# Massey Ferguson 261 engine rotation



## Kenbob (8 mo ago)

I have a Massey Ferguson 261 tractor. To adjust the live PTO clutch, the manual says to access the clutch through a lower inspection plate and adjust 3 cap screws by rotating the engine 120 degrees between each cap screw. I have no idea how to accurately turn a diesel engine 120 degrees.


----------



## Fedup (Feb 25, 2014)

120 degrees is a rather generic term in this instance. It merely amounts the the fact that there are three adjustment bolts, each spaced equally around the circumference of the clutch assembly. 360 degrees divided into thirds is 120 degrees. You crawl under, rotate the flywheel until you find one adjustment. Make that adjustment and rotate the flywheel one third of a turn and there will be another adjustment bolt. Simple as that. Don't worry about counting or measuring degrees of rotation, just make the adjustment on all three bolts.


----------



## Kenbob (8 mo ago)

Fedup said:


> 120 degrees is a rather generic term in this instance. It merely amounts the the fact that there are three adjustment bolts, each spaced equally around the circumference of the clutch assembly. 360 degrees divided into thirds is 120 degrees. You crawl under, rotate the flywheel until you find one adjustment. Make that adjustment and rotate the flywheel one third of a turn and there will be another adjustment bolt. Simple as that. Don't worry about counting or measuring degrees of rotation, just make the adjustment on all three bolts.





Fedup said:


> 120 degrees is a rather generic term in this instance. It merely amounts the the fact that there are three adjustment bolts, each spaced equally around the circumference of the clutch assembly. 360 degrees divided into thirds is 120 degrees. You crawl under, rotate the flywheel until you find one adjustment. Make that adjustment and rotate the flywheel one third of a turn and there will be another adjustment bolt. Simple as that. Don't worry about counting or measuring degrees of rotation, just make the adjustment on all three bolts.

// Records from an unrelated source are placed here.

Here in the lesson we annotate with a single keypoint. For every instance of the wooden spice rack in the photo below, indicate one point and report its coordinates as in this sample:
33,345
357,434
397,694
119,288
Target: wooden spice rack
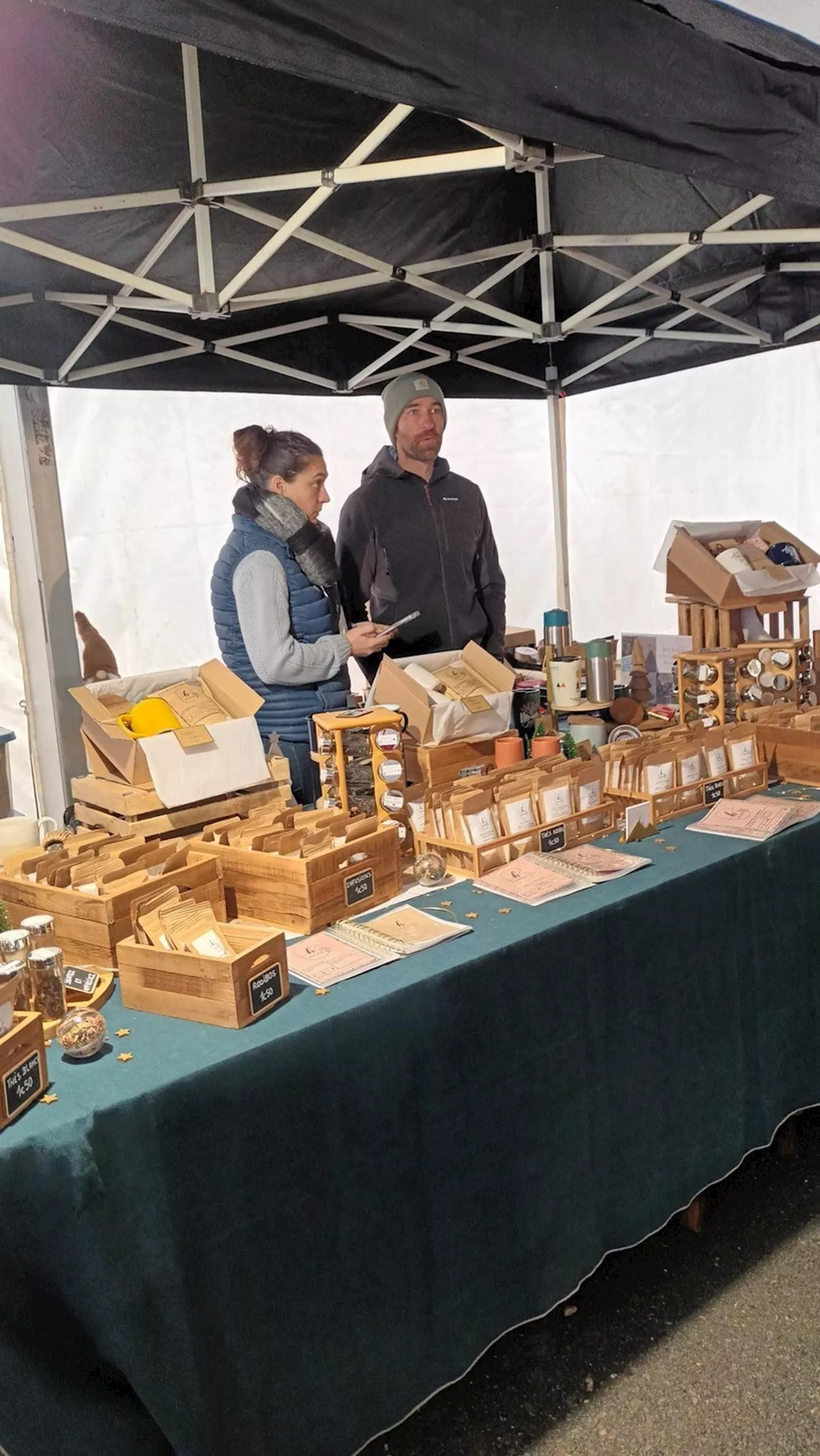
739,784
220,991
309,894
24,1074
472,859
710,626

Thanks. I'm not at the tractor right now, I'm not sure how to get at the flywheel, can I just turn it with a bar on the clutch assembly through the inspection hole? (I actually have to take part of the loader frame off to get at the inspection hole) 
Kenbob


----------



## Fedup (Feb 25, 2014)

Loaders on those tractors usually have a cross member there that's right in the way of the access cover. In some cases the cross member IS the access cover.

And yes, you can use a bar through the hole to rotate the assembly. There isn't much room under there, so I like to run the tractor up onto blocks or something gain a bit more ground clearance.


----------



## Kenbob (8 mo ago)

Fedup said:


> Loaders on those tractors usually have a cross member there that's right in the way of the access cover. In some cases the cross member IS the access cover.
> 
> And yes, you can use a bar through the hole to rotate the assembly. There isn't much room under there, so I like to run the tractor up onto blocks or something gain a bit more ground clearance.


Thank you very much.


----------